With Kirk Cousins robust and Rodgers fragile Sunday, the script changed. That the result was a tie shouldn't diminish the fact that both should be encouraged by elements of the result.

Before you get too upset, dear Packers fans, my working definition of "fragile" (and the opposite, which we'll get to in a minute, "antifragile") comes from Nassim Nicholas Taleb's excellent book "Antifragile: Things That Gain From Disorder," which I've had the pleasure to read recently.

Something fragile is weakened by stress, chaos and disorder. In one sense, Rodgers is being tough and strong by playing through a knee injury. But in a playing sense, he is suddenly fragile because his skill set — including his ability to move, which is one of his greatest assets — is diminished. He still had good numbers against blitzes Sunday, but bad blitzes aren't chaos. They make things easier for a quarterback.

The thing Rodgers could not do nearly as well Sunday as he normally could is extend plays and actually improve them as they broke down. He was fragile to chaos.

If you're a Vikings fan who believes in the potential for an unpleasant eternal afterlife, that scenario likely involves watching on an infinite loop Rodgers flushed out of the pocket and buying time before zinging a dart to an open receiver.

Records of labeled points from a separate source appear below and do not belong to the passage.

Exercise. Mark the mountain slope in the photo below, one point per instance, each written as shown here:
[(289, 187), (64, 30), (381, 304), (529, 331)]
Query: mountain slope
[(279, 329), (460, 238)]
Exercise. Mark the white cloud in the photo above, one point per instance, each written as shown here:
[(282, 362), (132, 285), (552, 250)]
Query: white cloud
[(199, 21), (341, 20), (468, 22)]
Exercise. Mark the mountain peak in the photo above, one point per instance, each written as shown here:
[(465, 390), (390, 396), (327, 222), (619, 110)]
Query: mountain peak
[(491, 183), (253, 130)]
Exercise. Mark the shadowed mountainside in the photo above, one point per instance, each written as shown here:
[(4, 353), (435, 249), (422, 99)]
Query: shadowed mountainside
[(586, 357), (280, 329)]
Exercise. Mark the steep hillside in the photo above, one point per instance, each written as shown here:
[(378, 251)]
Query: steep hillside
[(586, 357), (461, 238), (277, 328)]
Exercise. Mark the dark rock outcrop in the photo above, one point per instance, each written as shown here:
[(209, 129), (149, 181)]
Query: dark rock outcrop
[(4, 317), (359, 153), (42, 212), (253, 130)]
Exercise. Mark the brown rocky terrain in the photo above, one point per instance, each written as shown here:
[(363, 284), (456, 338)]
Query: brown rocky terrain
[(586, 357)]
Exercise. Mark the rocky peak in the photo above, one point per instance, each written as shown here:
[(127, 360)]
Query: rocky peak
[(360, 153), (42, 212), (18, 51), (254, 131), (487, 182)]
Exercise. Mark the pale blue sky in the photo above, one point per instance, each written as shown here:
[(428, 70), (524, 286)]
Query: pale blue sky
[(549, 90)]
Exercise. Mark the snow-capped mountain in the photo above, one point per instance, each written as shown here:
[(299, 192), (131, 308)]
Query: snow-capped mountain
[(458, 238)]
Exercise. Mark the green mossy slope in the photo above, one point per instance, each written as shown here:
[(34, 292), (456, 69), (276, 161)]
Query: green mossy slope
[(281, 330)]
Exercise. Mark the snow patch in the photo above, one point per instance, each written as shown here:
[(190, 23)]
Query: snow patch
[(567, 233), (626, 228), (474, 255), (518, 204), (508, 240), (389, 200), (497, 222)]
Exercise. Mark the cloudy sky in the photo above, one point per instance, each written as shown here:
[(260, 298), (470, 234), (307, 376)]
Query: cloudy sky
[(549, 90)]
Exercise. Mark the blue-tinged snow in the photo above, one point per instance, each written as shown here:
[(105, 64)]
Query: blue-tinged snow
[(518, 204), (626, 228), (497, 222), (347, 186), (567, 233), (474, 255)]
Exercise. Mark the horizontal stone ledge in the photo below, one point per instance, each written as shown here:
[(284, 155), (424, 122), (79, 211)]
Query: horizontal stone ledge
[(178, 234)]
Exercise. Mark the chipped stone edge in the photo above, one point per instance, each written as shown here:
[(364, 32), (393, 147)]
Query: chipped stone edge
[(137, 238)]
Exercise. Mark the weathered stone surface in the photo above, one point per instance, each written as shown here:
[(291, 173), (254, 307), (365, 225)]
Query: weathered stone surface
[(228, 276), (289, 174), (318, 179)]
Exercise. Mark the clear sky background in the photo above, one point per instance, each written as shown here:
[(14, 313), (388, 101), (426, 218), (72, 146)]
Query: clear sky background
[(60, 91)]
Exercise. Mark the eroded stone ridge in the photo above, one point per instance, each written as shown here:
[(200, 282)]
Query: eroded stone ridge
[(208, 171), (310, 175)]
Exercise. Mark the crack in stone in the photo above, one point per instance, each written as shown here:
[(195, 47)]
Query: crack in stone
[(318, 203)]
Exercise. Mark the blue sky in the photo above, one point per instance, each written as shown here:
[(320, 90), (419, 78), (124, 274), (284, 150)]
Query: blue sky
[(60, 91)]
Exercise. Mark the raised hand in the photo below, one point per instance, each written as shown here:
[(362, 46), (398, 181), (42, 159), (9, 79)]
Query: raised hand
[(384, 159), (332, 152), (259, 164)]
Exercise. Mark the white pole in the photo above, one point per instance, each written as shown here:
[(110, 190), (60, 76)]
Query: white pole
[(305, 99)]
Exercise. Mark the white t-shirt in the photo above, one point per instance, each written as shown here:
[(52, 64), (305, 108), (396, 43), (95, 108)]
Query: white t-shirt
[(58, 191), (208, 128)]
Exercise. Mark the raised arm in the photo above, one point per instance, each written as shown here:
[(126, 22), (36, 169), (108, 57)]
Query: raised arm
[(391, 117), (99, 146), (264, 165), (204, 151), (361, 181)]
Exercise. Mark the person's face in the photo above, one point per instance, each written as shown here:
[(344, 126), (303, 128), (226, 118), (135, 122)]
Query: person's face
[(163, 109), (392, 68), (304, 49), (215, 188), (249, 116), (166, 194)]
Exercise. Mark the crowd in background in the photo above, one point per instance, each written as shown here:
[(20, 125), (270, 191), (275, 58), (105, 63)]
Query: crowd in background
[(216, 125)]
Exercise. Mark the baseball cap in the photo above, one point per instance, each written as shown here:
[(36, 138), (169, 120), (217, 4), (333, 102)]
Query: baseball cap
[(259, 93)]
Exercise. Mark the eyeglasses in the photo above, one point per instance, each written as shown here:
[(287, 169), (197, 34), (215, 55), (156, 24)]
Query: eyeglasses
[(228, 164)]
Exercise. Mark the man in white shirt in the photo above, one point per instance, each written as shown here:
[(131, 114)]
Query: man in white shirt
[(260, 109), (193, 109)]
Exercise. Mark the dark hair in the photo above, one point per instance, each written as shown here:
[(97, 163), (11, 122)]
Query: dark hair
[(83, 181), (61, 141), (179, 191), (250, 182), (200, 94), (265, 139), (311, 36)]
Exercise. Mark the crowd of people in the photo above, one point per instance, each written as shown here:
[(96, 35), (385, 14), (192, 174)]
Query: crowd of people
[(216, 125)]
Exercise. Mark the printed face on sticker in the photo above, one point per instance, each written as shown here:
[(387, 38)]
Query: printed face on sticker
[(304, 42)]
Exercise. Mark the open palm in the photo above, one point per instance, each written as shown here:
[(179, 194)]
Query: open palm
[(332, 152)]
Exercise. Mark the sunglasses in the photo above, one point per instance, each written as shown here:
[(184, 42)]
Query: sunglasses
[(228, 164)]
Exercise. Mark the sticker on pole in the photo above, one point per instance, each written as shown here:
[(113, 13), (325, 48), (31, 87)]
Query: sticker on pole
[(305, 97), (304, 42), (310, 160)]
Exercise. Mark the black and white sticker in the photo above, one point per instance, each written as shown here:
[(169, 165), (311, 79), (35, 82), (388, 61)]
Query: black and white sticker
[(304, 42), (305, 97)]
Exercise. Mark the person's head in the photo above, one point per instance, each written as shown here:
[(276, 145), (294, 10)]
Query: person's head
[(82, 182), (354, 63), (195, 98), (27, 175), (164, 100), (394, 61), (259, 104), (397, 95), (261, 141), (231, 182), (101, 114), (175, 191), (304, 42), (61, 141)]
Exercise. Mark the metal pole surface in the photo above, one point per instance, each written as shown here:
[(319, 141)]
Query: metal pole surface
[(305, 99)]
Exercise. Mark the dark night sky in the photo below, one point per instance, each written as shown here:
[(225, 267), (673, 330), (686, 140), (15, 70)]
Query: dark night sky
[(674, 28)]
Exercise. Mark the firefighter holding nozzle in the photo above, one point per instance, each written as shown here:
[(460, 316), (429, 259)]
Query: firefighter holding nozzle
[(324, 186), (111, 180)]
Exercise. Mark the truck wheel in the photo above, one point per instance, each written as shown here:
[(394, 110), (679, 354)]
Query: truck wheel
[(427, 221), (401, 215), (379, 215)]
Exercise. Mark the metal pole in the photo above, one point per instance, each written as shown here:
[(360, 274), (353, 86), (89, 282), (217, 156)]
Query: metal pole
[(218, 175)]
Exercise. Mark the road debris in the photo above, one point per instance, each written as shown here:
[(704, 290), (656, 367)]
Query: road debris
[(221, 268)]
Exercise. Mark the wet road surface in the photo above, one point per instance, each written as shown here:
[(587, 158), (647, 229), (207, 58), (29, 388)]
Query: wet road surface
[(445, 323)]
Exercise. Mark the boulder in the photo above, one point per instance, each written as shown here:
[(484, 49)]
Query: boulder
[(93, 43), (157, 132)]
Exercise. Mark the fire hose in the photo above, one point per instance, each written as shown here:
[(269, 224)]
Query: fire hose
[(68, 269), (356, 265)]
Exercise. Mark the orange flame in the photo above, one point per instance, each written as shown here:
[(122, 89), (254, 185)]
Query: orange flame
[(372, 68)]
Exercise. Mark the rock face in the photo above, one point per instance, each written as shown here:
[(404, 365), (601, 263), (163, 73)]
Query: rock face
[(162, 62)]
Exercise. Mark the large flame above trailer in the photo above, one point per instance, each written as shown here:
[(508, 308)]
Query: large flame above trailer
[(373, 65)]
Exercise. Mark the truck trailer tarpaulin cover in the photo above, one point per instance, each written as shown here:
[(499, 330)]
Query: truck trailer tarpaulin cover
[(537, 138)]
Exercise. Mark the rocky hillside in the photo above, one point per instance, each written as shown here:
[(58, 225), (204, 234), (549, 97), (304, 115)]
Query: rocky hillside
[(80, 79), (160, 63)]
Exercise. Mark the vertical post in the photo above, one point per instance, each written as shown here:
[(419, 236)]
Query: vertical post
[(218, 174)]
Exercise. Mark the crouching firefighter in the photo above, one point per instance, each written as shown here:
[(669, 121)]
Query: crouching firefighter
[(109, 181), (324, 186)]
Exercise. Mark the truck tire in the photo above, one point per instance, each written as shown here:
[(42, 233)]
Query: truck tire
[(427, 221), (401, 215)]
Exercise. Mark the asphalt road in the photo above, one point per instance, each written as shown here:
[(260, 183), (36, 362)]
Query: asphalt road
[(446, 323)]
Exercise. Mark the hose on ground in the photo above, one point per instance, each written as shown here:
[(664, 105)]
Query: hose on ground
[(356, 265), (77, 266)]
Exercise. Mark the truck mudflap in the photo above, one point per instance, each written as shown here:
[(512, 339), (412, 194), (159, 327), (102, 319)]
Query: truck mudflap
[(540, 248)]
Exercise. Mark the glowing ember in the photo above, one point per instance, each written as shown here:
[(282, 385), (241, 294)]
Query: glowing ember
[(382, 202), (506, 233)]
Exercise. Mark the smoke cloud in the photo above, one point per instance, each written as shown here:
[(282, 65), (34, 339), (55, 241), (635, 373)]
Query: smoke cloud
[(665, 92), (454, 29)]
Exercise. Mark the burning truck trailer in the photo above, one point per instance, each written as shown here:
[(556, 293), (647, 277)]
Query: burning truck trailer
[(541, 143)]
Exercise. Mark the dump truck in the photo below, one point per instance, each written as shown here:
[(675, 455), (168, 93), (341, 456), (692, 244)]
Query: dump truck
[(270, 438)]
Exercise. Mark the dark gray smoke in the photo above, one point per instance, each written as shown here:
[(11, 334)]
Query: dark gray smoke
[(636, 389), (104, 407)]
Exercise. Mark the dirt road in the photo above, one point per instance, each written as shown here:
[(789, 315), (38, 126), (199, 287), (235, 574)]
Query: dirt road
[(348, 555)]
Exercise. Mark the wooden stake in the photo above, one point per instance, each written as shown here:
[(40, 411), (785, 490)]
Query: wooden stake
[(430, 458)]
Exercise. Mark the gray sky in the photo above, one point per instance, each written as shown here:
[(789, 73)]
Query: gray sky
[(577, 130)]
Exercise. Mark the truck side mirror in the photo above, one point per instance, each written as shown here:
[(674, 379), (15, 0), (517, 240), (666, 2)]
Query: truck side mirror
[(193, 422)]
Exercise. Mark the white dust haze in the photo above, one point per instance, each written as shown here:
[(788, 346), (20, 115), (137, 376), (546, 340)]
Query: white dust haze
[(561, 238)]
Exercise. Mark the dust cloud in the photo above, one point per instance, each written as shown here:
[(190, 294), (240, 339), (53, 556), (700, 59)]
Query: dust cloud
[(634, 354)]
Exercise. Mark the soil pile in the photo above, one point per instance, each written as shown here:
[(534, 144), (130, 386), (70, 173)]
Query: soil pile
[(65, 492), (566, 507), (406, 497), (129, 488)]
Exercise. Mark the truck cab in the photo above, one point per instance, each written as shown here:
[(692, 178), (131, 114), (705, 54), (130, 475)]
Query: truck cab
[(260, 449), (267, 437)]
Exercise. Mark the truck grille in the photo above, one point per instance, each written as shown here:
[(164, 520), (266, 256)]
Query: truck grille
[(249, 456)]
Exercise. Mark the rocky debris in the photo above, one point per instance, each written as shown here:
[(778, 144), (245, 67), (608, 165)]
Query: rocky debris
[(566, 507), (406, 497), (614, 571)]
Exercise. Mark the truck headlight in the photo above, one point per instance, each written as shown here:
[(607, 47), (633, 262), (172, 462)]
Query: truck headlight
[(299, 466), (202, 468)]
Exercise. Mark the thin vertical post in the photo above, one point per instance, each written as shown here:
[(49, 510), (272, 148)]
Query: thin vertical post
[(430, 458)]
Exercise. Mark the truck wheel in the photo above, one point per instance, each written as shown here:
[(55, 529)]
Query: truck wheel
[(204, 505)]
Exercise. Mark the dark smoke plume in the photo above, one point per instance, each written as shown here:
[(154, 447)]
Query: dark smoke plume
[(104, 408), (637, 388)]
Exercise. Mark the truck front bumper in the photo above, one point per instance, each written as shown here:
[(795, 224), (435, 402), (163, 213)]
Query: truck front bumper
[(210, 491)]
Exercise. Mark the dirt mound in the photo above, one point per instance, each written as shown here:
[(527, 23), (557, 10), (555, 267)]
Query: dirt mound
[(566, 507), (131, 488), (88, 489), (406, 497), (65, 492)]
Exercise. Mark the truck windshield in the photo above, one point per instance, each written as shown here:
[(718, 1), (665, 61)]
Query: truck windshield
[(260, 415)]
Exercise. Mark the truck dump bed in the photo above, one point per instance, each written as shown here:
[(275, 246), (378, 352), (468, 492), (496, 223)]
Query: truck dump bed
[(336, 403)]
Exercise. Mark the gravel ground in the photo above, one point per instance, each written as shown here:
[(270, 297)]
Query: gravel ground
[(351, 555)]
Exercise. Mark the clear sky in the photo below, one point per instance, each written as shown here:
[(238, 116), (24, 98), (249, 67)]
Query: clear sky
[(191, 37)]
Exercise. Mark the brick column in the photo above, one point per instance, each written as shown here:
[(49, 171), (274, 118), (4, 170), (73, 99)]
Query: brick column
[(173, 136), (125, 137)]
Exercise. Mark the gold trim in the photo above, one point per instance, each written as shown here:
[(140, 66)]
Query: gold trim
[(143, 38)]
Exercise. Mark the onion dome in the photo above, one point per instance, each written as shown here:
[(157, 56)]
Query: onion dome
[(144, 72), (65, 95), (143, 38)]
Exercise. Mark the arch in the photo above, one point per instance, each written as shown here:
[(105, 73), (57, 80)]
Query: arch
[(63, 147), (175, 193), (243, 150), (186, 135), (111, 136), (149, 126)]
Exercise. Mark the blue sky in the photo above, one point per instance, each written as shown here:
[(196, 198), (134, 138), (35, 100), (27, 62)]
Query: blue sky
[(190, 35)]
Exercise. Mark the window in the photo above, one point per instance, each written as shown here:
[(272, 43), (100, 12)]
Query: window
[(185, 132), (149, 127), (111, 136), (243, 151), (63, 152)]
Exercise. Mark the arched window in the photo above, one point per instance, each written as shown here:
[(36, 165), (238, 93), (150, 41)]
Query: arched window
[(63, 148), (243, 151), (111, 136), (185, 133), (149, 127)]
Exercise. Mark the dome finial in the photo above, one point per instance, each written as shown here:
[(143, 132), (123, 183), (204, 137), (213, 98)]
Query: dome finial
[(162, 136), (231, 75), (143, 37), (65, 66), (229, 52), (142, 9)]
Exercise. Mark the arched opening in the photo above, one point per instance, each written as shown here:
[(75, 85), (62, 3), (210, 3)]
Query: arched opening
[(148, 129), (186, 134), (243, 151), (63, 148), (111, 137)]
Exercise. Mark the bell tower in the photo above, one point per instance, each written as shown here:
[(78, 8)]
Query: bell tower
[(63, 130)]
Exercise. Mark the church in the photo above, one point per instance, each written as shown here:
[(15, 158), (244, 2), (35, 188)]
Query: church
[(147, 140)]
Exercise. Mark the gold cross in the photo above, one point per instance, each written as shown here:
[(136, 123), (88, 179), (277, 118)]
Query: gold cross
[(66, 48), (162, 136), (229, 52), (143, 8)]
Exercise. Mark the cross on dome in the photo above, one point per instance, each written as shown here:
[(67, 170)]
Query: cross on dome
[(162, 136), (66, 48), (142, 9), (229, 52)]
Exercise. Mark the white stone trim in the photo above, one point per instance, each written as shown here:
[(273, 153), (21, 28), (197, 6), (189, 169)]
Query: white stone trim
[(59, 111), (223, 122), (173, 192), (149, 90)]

In that way, a healthy and young Rodgers as a quarterback is anti-fragile. He doesn't merely survive such chaotic conditions — a property that might be described as solid or resilient — but rather thrives, gains strength and improves from them.

This is what makes Rodgers (and a handful of other QBs, including Russell Wilson) so dangerous. It's soul-crushing for an opponent to play against a foe like that.

Because of his knee injury, Rodgers played more like a conventional quarterback — something our own Ben Goessling theorizes could become more of the norm as Rodgers, 34, ages and tries to extend his career.

Where Green Bay should be encouraged is that it showed Sunday that it could have (and should have) won with that version of Rodgers. Without the penalty to Matthews, Cousins would have finished with fewer than 300 yards passing, been intercepted on his final two passes of the game and held to 21 points. The Packers will need to be well-rounded going forward, or this NFC North race could be awfully lopsided for the next few years.

Where the Vikings should be encouraged is that they showed they have a QB who can match Rodgers throw-for-throw. When given that Matthews reprieve, Cousins led a third TD drive of the fourth quarter, capping it with a bullet to Adam Thielen for the touchdown and a perfectly placed toss to Stefon Diggs for the conversion. Cousins finished with 425 yards and four touchdowns, numbers we just aren't used to seeing from Vikings QBs.

Both teams are kicking themselves for not winning. Both teams are lucky they didn't lose. And both teams should be encouraged by the way the rivalry tilted Sunday.